Полиции на выходе видно не было. До конюшни, вернее, гаражей, отсюда было всего четыре минуты ходьбы. Четыре минуты до славы…
Стар почувствовал, как ловкость и ум возвращаются к нему. От них распирало грудь, бурлила в венах кровь. Остановившись у будки, он приветливо улыбнулся охраннику, который, кажется, узнал его, поскольку раньше уже видел за Кулисами. Желая испытать судьбу, Стар спросил, как пройти в ближайшую аптеку.
– Мадам Дюваль слегка переволновалась, – пояснил он, облокотившись на край открытого окошка будки. Собственные слова казались ему забавными. Коротко хмыкнув, Стар продолжил: – Ей нужен специальный настой.
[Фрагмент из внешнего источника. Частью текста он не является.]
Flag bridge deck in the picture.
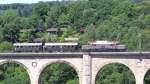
[0,52,150,57]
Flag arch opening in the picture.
[95,63,136,84]
[0,61,30,84]
[39,62,79,84]
[144,69,150,84]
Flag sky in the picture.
[0,0,61,4]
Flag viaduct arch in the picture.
[0,52,150,84]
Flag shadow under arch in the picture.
[0,60,31,84]
[38,60,81,84]
[95,62,136,84]
[143,68,150,84]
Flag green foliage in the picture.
[0,63,30,84]
[39,63,78,84]
[66,79,79,84]
[96,64,135,84]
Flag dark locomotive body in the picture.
[13,41,126,52]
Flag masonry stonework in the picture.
[0,52,150,84]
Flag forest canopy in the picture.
[0,0,150,52]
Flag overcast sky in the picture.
[0,0,61,4]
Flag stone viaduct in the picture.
[0,52,150,84]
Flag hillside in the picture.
[0,0,150,52]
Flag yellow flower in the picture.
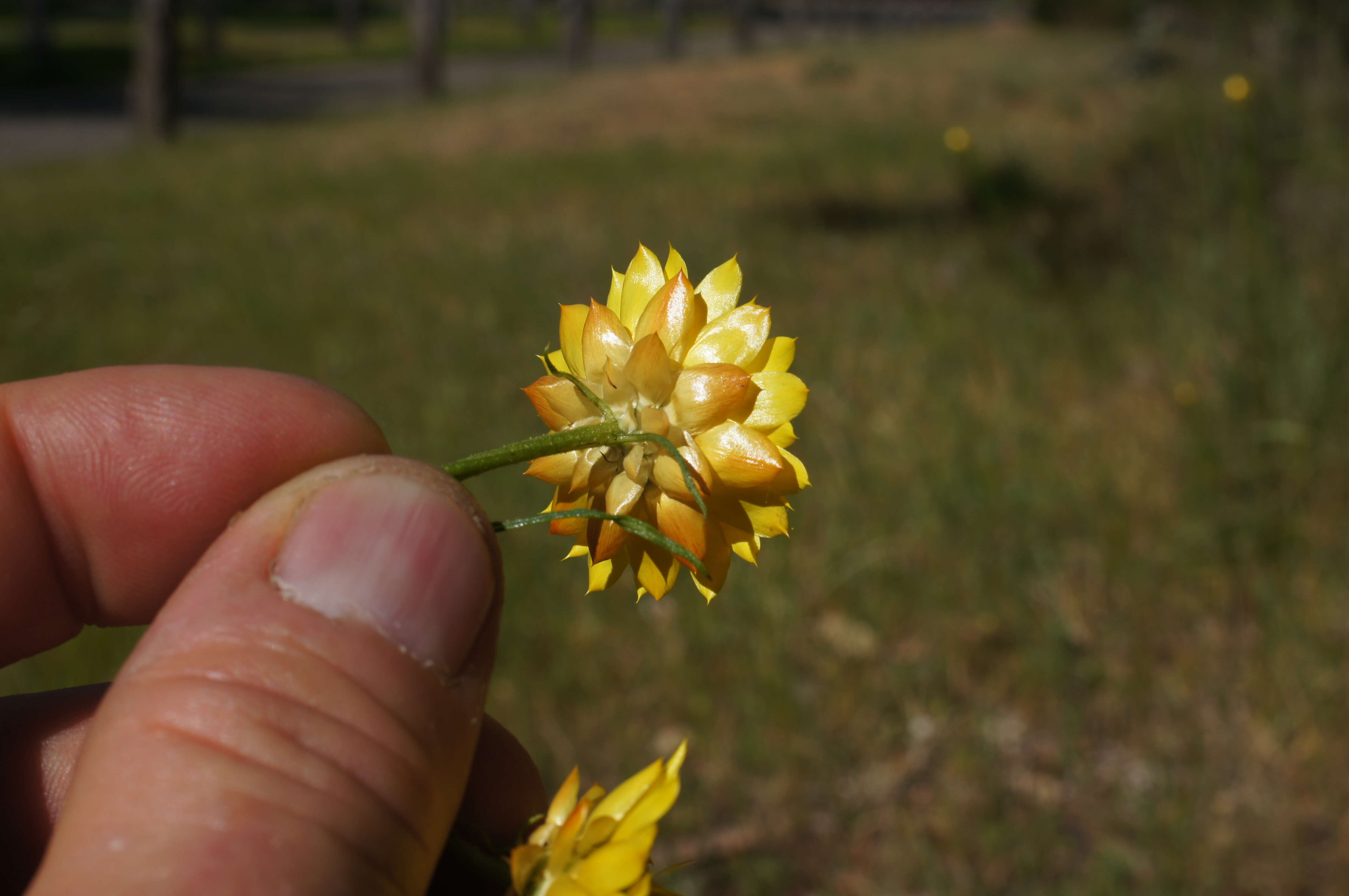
[510,741,688,896]
[942,125,973,152]
[1222,74,1250,103]
[525,246,809,600]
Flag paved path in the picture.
[0,0,983,166]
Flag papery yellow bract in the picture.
[510,741,688,896]
[525,246,809,600]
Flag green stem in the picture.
[442,421,623,479]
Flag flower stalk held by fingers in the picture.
[510,741,688,896]
[525,246,809,600]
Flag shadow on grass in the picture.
[765,159,1124,283]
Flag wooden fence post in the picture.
[197,0,222,62]
[337,0,363,50]
[661,0,685,59]
[131,0,178,140]
[410,0,448,99]
[23,0,51,73]
[731,0,754,53]
[561,0,595,70]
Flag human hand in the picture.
[0,367,546,896]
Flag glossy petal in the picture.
[572,824,656,893]
[587,472,642,563]
[581,302,633,382]
[548,796,592,874]
[576,815,618,858]
[778,448,811,494]
[665,246,688,279]
[745,336,796,374]
[768,424,796,448]
[540,877,595,896]
[669,364,753,436]
[510,843,548,893]
[595,760,665,821]
[523,376,599,432]
[557,305,590,374]
[583,548,627,594]
[623,333,679,405]
[614,777,679,841]
[638,408,670,436]
[693,420,787,488]
[633,271,707,362]
[542,768,581,842]
[741,501,788,538]
[627,538,682,600]
[525,451,579,486]
[619,243,665,332]
[745,373,811,430]
[656,492,707,560]
[684,302,772,368]
[651,445,712,503]
[693,255,745,320]
[548,486,590,537]
[604,472,642,517]
[604,267,623,314]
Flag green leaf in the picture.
[542,347,618,424]
[614,432,707,520]
[492,510,710,578]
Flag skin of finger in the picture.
[0,684,548,896]
[0,366,389,664]
[30,457,500,896]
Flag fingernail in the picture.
[272,474,494,672]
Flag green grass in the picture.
[0,21,1349,896]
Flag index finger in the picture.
[0,366,389,665]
Охранник понимающе закивал.
– Да-да, – быстро проговорил он, глотая окончания слов, – со старухами часто такое бывает. Пьют одно лекарство от всех болячек и никаких больше не признают. Тут до аптеки рукой подать. Просто отличная аптека. Как выйдете отсюда, так сразу поверните налево. Через две улицы увидите.
Стар смотрел на него долгим взглядом, чувствуя себя всемогущим, как Бог. Если бы этот кретин не расписывал так рьяно достоинств аптеки, то он, глядишь, и сохранил бы ему жизнь. Но теперь – нет. К тому же у этого охранника было на редкость противное лицо – не лицо, а кроличья морда. Вынув пистолет, Стар всадил сразу две очереди в эту кроличью физиономию, которая так и брызнула во все стороны. Снова перезарядив пистолет, Стар сунул его в карман и неторопливо потрусил к гаражам, располагавшимся в паре сотен метров отсюда.
Ни сирен, ни криков, ни топота бегущих ног. «Просто, просто, просто», – запел в его мозгу сладкий голос. Господи, до чего же просто стать великим! Открыв ворота, он легко пробежал несколько метров до последнего гаража. Настороженно прислушавшись, Стар не услышал ничего. Сейчас он вообще ничего не ощущал. Кроме божественного спокойствия в своей голове. Он уже хотел открыть гаражную дверь, но вовремя вспомнил: «А теперь можно и побаловать себя немножко».